Visto che parliamo di Germania, è necessario poi riportare la fresca notizia delle sanzioni americane, votate dal Congresso ed in attesa di una scontata ratifica da parte del presidente Trump, contro il raddoppio del North Stream 2. Questo discusso progetto energetico russo – tedesco prevede il raddoppio del gasdotto sottomarino, il quale già ora passa sotto il Mar Baltico e che dovrebbe pompare nei prossimi anni miliardi di metri cubi di gas in più rispetto ai ritmi odierni dalla Russia alla Germania. Anche qua niente di nuovo: questo blog da anni avverte della politica congiunta angloamericana consistente nel sabotare qualsiasi tentativo tedesco di allearsi, anche solo energeticamente figuriamoci politicamente, con la Russia. Il secondo passo sarà di dichiarare una guerra commerciale a base di dazi contro le merci tedesche, guerra che con la Brexit britannica sarà spostata in maniera decisiva a favore dell’anglosfera. Qualora non dovesse bastare, il passo per un’escalation militare con la Russia, che nel frattempo grazie al riscaldamento globale rischia di mettere le proprie mani sugli immensi tesori artici, sarà una questione di pochi anni.

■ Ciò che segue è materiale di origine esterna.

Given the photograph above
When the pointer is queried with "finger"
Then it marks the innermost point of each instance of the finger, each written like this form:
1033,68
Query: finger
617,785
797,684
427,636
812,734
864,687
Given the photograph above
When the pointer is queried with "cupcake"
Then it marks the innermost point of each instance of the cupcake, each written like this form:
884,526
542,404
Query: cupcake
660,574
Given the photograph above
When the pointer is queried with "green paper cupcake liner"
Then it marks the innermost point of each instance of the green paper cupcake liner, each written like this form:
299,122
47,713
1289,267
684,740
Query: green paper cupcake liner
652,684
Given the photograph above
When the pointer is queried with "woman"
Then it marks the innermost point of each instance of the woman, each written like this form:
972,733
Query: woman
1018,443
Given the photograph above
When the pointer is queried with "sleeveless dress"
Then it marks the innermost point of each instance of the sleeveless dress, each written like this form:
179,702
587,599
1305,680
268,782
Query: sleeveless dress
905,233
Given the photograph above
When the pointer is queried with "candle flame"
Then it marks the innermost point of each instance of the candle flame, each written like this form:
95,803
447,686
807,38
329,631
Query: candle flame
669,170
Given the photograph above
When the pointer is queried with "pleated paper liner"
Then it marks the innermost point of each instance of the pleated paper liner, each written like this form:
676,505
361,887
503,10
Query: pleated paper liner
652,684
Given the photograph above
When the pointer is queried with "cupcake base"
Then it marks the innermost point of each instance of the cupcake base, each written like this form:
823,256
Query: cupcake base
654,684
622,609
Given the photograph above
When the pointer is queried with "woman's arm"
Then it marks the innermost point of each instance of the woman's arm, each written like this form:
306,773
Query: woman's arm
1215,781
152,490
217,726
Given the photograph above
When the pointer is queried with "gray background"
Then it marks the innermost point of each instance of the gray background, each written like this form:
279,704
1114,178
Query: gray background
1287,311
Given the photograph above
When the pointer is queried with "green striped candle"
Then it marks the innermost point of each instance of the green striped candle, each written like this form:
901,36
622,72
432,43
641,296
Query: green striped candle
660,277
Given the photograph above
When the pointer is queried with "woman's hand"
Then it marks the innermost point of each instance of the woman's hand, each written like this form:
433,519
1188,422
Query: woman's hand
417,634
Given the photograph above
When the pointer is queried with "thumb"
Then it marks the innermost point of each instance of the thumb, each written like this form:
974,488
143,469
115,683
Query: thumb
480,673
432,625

Che dire di più? In Francia continuano le proteste di milioni di cittadini contro il governo, al contrario dell’Italia dove i giovani drogati di Facebook si scagliano contro l’opposizione. Tra l’altro il “capo” di codesta opposizione “sovranista”, Matteo Salvini, negli ultimi giorni ha dichiarato di non essere contrario ad un governo di unità nazionale con a capo Mario Draghi, presidente della BCE ed ex (?) Goldman Sachs. Se in Regno Unito i leader tentano di seguire le orme di Churchill, in Italia si resta in scia di Badoglio.